Wi-Fi is the official way to spell it, and that is how you see it on products with the Wi-Fi certification logo. However, it’s perfectly fine to use it as WiFi or Wifi if you want. After all, doing it that way avoids using a registered trademark.

Why it’s nonsense…

If you know anything about branding, you will know that a name doesn’t technically have to mean anything. It is more about how the word makes you feel or what kind of images it invokes.

Wi-Fi is a nonsense word. It does not mean anything at all. It just sounds like it means something. But there is a definite reason why it does.

Why people think it’s wireless fidelity, or, why it’s not nonsense

One of the things that Wi-Fi sounds like is Hi-Fi, which is high fidelity. While the similarities are on purpose, there is something to be said for the comparison.

If you were around at any point during the 60s up until the 90s, you probably remember the term Hi-Fi going around quite a lot. It referred to high quality sound.

The word became quite ubiquitous as a marketing term. You would hear about Hi-Fi stereos, and Hi-Fi sound. Note that one of the definitions for the word fidelity is “The degree of exactness with which something is copied or reproduced.”

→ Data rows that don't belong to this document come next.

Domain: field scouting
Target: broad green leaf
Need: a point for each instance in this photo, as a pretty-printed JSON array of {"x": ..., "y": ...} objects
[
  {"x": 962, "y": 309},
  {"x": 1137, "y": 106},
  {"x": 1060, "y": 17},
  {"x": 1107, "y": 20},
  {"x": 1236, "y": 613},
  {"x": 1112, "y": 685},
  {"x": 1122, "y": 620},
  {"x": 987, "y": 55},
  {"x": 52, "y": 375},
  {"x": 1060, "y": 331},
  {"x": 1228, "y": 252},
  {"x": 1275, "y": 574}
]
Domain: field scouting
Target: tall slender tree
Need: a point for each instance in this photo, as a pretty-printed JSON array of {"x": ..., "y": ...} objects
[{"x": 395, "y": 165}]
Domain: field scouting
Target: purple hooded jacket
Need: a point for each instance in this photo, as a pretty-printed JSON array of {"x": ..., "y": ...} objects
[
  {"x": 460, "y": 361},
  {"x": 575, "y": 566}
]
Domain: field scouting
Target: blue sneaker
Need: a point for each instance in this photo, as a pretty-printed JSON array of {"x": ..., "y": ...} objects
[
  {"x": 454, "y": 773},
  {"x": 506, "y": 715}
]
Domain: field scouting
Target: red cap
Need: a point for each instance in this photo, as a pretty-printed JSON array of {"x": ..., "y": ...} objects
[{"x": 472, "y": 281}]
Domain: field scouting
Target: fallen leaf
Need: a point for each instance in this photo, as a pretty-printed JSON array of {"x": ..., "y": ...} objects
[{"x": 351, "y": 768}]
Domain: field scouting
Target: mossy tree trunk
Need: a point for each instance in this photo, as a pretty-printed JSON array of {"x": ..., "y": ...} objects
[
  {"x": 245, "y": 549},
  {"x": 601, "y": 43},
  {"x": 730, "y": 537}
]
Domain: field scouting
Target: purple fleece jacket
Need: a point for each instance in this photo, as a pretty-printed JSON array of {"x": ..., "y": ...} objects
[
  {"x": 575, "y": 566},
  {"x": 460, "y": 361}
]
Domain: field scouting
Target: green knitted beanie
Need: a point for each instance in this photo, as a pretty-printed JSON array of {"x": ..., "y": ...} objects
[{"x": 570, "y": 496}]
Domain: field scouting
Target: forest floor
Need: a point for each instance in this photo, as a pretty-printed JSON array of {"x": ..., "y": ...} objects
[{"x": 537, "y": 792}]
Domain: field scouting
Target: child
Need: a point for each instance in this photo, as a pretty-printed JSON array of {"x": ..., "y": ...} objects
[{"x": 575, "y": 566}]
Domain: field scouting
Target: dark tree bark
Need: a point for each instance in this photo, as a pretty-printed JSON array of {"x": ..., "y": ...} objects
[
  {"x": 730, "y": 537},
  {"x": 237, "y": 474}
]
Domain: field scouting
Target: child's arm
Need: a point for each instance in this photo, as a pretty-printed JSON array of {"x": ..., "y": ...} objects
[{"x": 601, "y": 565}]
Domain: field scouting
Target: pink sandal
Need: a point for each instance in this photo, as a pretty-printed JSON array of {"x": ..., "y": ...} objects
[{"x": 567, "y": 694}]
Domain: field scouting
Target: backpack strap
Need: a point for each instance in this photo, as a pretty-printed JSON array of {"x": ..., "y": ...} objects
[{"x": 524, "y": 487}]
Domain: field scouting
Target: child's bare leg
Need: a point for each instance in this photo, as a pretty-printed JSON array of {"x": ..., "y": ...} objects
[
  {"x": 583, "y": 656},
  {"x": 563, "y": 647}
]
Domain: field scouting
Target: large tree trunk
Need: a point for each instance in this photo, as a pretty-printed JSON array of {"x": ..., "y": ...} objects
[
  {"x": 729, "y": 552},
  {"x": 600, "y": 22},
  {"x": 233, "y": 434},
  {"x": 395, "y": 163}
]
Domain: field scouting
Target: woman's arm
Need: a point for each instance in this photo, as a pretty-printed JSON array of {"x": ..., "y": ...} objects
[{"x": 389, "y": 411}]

Hi-Fi is still in use today. In fact, it became so common to use the word that people also use it to refer to things that have nothing to do with audio quality. So using Wi-Fi made sense. And that is why many people assumed that it stood for wireless fidelity.

A standard for a standard

The Wi-Fi Alliance didn’t tell people otherwise neither. They went all-in with the wireless fidelity thing, and even used it to advertise the standard. You may even have seen one of the official logos that say “The Standard for Wireless Fidelity.”

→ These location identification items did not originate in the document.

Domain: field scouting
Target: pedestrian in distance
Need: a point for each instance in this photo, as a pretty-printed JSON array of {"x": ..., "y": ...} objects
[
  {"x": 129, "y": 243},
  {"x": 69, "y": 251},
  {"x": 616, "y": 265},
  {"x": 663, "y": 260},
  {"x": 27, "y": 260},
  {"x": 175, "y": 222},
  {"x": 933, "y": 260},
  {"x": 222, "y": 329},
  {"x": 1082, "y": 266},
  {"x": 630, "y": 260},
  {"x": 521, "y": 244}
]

But that was just something they came up with for branding purposes. If you really think of that slogan, you will see that it’s nonsense as well. Wireless fidelity is not really a “thing.” And 802.11b is a standard. So that slogan is like saying “A Standard for a Standard.”

Since the creators of Wi-Fi themselves took to the term “wireless fidelity,” it’s not absolutely wrong to say that is what Wi-Fi stands for. Notice that the Wi-Fi Alliance has not gone out of its way to correct anyone on the subject.

Why Does Any of This Matter?

All of this matters for many reasons. There are several lessons to learn from the creation of “Wi-Fi” as a recognizable brand. Consider all of the standards out there; all the technological schemes. There are tons of them, and people use them every day.

Many of them, people would not recognize at all if they saw the logo or name. They would not trust some of them. They would not use or adopt them. You probably know many by their name brand thanks to an effort to market these standards to you.

For example, you may not know completely how USB works, or how many different kinds of USB specification there are. But you know when you see that trademarked USB logo that you can plug your device in. Wi-Fi is kind of like that.

The Wi-Fi brand

As a brand name, it is recognizable. If you see it on box, you automatically know that the product in question can utilize Wi-Fi connectivity. Keep in mind that the Wi-Fi standard is all about interoperability. The Wi-Fi Alliance is all about making that interoperability possible through certification and compliance.

If you see the official Wi-Fi logo somewhere, you know you can connect your Wi-Fi enabled device. You know you can do it without a complex setup and without needing to know the nuts-and-bolts of how all this complex technology manages to talk to each other.

That brand recognition, and the company behind it has done its job well. So, what does WiFi stand for? Well, it stands for both nothing and everything. What it really stands for is interoperability and the ability to simply and easily connect.